Part of the problem is that the U.S. Forest Service and some of the other Federal land management agencies have hundreds of vacant firefighting positions due to difficulties in hiring and retaining firefighters, who are labeled “Forestry Technicians”. This can be attributed to ridiculously low pay, very frequent travel, miserable working conditions, sexual harassment, a crippled hiring process, and poor benefits.
The Snake River Complex and the Dry Gulch Fire not far away in Idaho and Washington have a combined 109,457 acres and no helicopters. Do we have the luxury of hoarding a Type 1 IMT, over 500 personnel, and 4 helicopters while the U.S. Forest Service babysits a fire all summer? How are they going to explain their decisions to the downwind residents who might be exposed to smoke for months?
As a member of an interagency incident management team that specialized in less than full suppression wildfires, I learned that it is extremely difficult to allow a wildfire to successfully burn for weeks or months with little or no suppression. It requires highly skilled and long-experienced firefighters in key positions to make it work. Another ingredient that is necessary, which can’t be entered on a Resource Request, is luck. All it takes is one or two days of very strong winds and you can find yourself in a nightmare scenario. A less than full suppression fire which goes on for months will probably encounter a wind event. After the fire quadruples in size, changing the strategy to suppression is not a situation an Agency Administrator wants to find themselves in.
Selecting this strategy at the beginning of the fire season is, to put it bluntly in clear text, stupid.
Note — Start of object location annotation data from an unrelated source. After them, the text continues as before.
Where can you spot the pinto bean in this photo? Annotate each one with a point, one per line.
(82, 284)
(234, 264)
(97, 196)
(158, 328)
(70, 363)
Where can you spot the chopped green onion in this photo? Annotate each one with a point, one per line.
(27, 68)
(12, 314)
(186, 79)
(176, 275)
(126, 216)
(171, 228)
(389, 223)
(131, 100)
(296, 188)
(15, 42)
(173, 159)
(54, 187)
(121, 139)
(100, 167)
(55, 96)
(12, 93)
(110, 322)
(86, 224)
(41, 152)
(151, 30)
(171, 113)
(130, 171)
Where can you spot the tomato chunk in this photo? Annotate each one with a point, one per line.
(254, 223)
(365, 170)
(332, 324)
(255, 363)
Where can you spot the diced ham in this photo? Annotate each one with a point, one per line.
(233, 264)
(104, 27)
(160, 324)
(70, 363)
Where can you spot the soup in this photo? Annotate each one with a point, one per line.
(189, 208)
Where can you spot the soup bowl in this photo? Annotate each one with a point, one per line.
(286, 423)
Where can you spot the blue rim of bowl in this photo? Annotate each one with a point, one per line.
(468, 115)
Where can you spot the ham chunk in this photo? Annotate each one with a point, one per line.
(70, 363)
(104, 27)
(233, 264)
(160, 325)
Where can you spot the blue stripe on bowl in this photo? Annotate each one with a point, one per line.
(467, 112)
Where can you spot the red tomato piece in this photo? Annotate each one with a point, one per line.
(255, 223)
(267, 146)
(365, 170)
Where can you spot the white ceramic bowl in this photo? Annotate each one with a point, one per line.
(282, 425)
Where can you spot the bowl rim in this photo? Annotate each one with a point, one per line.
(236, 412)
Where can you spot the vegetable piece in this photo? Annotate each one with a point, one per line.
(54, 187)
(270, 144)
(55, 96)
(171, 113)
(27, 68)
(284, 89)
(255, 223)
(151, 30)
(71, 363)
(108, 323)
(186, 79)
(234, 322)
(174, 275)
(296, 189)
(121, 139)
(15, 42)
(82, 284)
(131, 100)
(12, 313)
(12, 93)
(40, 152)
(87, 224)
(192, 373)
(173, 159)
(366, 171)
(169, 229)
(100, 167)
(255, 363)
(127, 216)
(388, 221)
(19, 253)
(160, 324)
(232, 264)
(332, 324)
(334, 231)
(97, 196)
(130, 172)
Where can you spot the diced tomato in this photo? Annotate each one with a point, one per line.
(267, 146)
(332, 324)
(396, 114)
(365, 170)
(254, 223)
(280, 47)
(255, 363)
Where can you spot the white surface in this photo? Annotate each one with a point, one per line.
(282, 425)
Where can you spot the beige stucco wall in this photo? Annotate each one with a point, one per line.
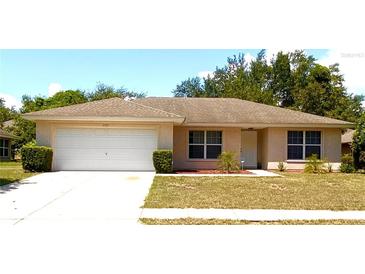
(276, 147)
(45, 131)
(231, 142)
(9, 149)
(272, 142)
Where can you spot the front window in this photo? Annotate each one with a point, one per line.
(205, 144)
(4, 148)
(303, 144)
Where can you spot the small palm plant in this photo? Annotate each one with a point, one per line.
(314, 165)
(228, 162)
(281, 166)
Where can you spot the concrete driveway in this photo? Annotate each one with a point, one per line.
(75, 196)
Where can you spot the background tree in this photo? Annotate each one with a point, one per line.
(358, 143)
(25, 129)
(292, 80)
(103, 91)
(191, 87)
(281, 80)
(5, 112)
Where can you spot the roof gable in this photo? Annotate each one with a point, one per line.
(113, 107)
(231, 110)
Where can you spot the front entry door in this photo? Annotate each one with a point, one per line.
(249, 148)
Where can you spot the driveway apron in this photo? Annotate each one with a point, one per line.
(76, 196)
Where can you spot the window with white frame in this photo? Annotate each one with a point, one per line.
(205, 144)
(4, 148)
(303, 144)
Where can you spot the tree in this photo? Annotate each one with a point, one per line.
(103, 91)
(23, 129)
(5, 112)
(358, 143)
(281, 82)
(292, 80)
(191, 87)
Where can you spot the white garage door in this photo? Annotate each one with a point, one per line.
(104, 149)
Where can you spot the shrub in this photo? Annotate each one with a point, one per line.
(162, 161)
(314, 165)
(36, 158)
(228, 162)
(281, 166)
(347, 164)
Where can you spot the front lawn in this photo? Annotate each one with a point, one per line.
(193, 221)
(333, 191)
(11, 171)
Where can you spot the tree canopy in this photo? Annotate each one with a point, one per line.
(25, 129)
(292, 80)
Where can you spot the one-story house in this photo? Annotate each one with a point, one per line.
(346, 141)
(5, 145)
(115, 134)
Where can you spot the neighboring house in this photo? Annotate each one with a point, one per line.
(346, 141)
(5, 145)
(115, 134)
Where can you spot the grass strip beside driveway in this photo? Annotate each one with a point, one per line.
(192, 221)
(333, 191)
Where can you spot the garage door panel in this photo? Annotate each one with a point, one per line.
(104, 149)
(94, 143)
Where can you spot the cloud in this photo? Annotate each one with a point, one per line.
(11, 100)
(352, 66)
(205, 74)
(53, 88)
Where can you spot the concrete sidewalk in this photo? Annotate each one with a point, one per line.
(250, 214)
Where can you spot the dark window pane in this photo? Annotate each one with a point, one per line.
(196, 152)
(313, 137)
(196, 137)
(295, 137)
(214, 137)
(295, 152)
(213, 151)
(310, 150)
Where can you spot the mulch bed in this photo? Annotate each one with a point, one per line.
(210, 171)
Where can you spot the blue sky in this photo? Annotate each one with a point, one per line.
(155, 72)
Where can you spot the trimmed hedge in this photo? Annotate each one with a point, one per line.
(162, 161)
(37, 158)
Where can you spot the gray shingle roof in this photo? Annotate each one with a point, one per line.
(113, 107)
(4, 134)
(194, 110)
(230, 110)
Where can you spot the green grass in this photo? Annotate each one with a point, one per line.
(12, 171)
(192, 221)
(332, 191)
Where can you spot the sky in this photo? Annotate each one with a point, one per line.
(156, 72)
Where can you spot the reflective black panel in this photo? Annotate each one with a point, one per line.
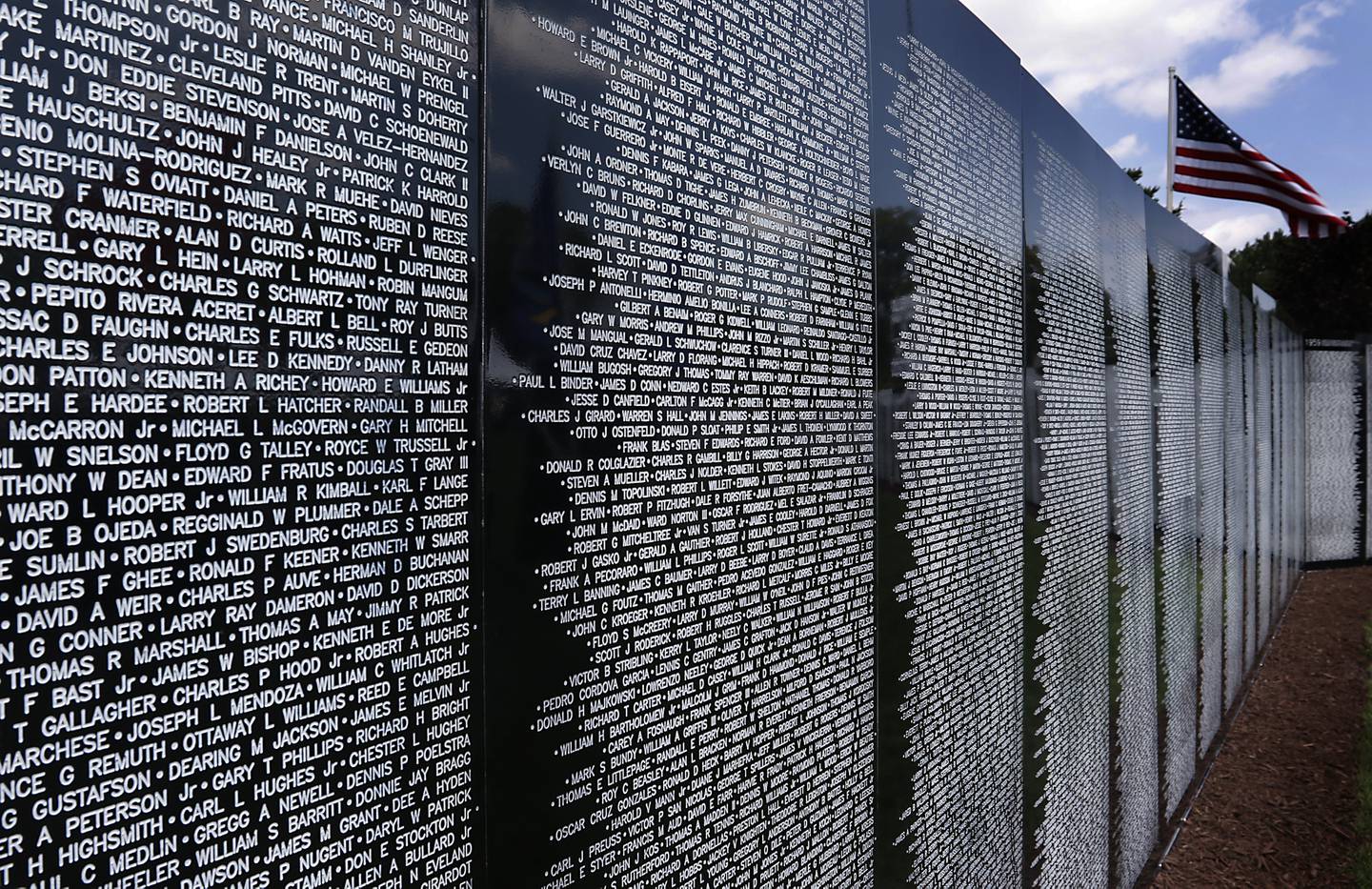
(947, 232)
(237, 457)
(1124, 254)
(1173, 250)
(1263, 476)
(1066, 553)
(1209, 318)
(1334, 395)
(1250, 455)
(679, 440)
(1235, 495)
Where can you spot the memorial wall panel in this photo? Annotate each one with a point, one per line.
(239, 639)
(1235, 495)
(1173, 249)
(1334, 440)
(1263, 430)
(679, 438)
(947, 231)
(1250, 455)
(1068, 512)
(1210, 498)
(1124, 253)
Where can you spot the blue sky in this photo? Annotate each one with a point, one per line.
(1293, 78)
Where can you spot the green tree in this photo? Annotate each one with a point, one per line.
(1324, 286)
(1151, 191)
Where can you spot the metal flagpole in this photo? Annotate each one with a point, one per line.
(1172, 131)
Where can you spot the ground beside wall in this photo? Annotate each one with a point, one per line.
(1278, 808)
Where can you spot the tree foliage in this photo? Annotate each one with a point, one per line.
(1324, 286)
(1151, 191)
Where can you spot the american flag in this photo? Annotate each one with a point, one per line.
(1215, 161)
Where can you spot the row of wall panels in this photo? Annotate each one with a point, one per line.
(588, 443)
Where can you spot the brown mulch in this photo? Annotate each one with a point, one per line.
(1279, 805)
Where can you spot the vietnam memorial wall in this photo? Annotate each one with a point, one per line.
(615, 443)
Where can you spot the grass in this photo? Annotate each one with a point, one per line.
(1362, 854)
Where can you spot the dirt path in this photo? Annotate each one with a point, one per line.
(1278, 808)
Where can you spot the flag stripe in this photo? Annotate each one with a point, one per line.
(1219, 152)
(1243, 191)
(1209, 169)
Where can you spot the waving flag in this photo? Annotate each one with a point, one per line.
(1210, 159)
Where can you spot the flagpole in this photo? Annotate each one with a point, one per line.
(1172, 131)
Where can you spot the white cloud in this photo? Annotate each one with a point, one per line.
(1247, 77)
(1121, 50)
(1232, 231)
(1126, 147)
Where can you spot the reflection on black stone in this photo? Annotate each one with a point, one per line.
(948, 287)
(679, 395)
(237, 623)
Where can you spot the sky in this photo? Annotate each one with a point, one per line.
(1293, 78)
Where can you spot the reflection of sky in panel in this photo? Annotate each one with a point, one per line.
(1172, 247)
(1237, 495)
(1125, 279)
(1210, 496)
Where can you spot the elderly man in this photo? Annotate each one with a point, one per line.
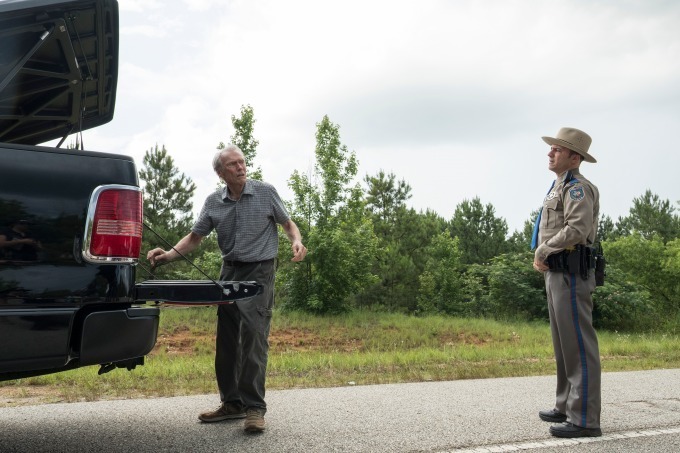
(244, 214)
(563, 235)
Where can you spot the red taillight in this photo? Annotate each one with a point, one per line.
(117, 224)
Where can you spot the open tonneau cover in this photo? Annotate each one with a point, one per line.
(58, 67)
(195, 292)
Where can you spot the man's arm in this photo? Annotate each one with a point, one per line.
(295, 238)
(185, 245)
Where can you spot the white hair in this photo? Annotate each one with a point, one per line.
(217, 160)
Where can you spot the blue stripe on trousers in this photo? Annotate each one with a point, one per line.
(581, 351)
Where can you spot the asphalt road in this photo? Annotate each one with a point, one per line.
(640, 413)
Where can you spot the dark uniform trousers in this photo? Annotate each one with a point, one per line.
(578, 374)
(242, 343)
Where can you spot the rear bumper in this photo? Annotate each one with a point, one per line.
(112, 336)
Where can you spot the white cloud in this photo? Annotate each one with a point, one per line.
(450, 96)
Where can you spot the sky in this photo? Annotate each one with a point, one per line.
(451, 96)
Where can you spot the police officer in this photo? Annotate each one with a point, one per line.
(564, 230)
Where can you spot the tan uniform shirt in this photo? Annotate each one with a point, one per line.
(570, 215)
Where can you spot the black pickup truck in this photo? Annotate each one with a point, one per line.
(71, 221)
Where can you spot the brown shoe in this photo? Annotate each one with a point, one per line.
(254, 421)
(226, 411)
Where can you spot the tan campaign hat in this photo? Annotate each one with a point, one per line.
(574, 140)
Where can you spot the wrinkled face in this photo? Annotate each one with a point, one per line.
(233, 170)
(561, 159)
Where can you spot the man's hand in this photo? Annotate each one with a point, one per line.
(540, 266)
(299, 251)
(156, 256)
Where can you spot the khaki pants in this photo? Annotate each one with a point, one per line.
(577, 353)
(242, 344)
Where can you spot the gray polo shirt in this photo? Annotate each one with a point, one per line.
(246, 229)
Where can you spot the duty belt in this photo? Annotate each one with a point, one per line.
(577, 260)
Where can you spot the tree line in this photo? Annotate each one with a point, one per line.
(368, 249)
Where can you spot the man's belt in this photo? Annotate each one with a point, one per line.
(576, 260)
(230, 263)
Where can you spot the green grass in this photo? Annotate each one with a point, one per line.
(353, 349)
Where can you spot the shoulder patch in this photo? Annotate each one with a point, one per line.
(577, 193)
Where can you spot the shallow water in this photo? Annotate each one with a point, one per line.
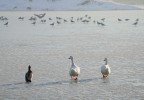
(133, 2)
(47, 48)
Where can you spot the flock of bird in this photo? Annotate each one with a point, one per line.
(74, 71)
(59, 20)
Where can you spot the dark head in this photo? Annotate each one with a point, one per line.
(29, 67)
(105, 61)
(71, 57)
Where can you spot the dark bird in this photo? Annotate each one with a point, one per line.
(72, 21)
(43, 21)
(102, 24)
(33, 23)
(21, 18)
(40, 15)
(52, 24)
(6, 23)
(126, 19)
(103, 19)
(137, 19)
(58, 22)
(50, 18)
(28, 75)
(98, 23)
(119, 19)
(135, 23)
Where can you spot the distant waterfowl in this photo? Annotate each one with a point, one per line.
(28, 75)
(21, 18)
(6, 23)
(58, 22)
(72, 21)
(33, 23)
(40, 15)
(103, 19)
(74, 70)
(137, 19)
(119, 19)
(43, 21)
(102, 24)
(52, 24)
(32, 18)
(127, 19)
(105, 69)
(98, 23)
(135, 23)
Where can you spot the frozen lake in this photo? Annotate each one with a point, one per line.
(47, 48)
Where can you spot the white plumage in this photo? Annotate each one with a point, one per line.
(74, 70)
(105, 69)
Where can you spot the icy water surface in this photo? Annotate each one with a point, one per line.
(47, 48)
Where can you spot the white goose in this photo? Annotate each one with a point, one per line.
(28, 75)
(105, 69)
(74, 70)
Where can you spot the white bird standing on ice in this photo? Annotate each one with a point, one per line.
(28, 75)
(74, 70)
(105, 69)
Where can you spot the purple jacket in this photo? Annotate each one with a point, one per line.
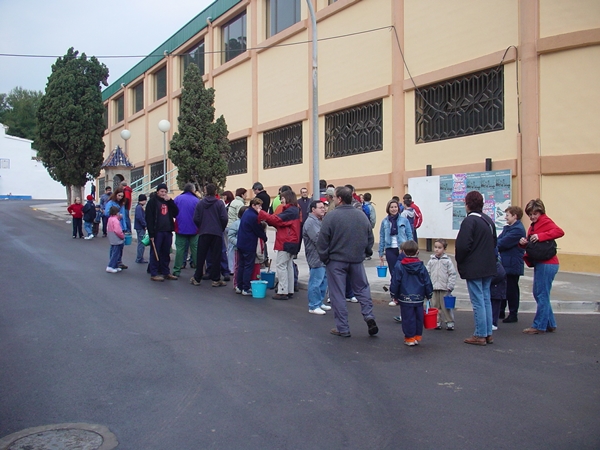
(184, 222)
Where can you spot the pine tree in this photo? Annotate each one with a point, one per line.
(70, 120)
(200, 148)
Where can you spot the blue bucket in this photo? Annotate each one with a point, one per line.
(269, 277)
(450, 301)
(259, 288)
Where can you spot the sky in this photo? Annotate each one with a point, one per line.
(107, 28)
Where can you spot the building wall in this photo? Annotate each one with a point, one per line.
(387, 49)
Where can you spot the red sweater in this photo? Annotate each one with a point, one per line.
(546, 229)
(76, 210)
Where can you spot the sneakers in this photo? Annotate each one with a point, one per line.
(372, 326)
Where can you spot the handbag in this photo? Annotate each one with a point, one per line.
(541, 250)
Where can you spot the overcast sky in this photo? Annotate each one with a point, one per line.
(107, 28)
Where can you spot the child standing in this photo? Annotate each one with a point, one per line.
(76, 211)
(89, 214)
(443, 277)
(411, 285)
(116, 238)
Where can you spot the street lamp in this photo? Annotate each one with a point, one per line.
(164, 126)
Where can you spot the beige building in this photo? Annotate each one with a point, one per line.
(402, 85)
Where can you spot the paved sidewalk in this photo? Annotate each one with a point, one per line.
(571, 292)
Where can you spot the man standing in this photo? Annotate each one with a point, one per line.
(161, 211)
(317, 281)
(210, 217)
(259, 191)
(186, 232)
(345, 238)
(103, 199)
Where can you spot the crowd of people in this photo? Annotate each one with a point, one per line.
(223, 239)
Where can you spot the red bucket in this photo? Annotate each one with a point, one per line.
(430, 318)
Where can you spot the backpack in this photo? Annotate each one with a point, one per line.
(366, 210)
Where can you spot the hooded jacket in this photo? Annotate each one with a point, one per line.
(411, 283)
(442, 273)
(210, 216)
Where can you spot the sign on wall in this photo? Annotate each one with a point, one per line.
(441, 199)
Especially when the fuels are extremely dry in early July and the summer looks like it could be full of fire. It would make more sense a month before the average date of a Season Ending Event brought on by heavy rain or snow.
The National and Regional Multi-Agency Coordinating Groups need to be proactive in moving and assigning fire suppression resources where they can be most effective. They can also make use of a rarely used tool, Area Command Teams. The national and regional fire staff of the agencies also need to inject some common sense into what we are seeing at the beginning of this summer. If they do not have enough funding to support their fire organizations and provide homeland security at the levels needed in this decade, they need to have the COURAGE to speak truth to power. Congress needs to take action.
While they can be constructive, there have been enough strongly worded letters, committee hearings, and discussions about legislation. It’s time to sh*t or get off the pot.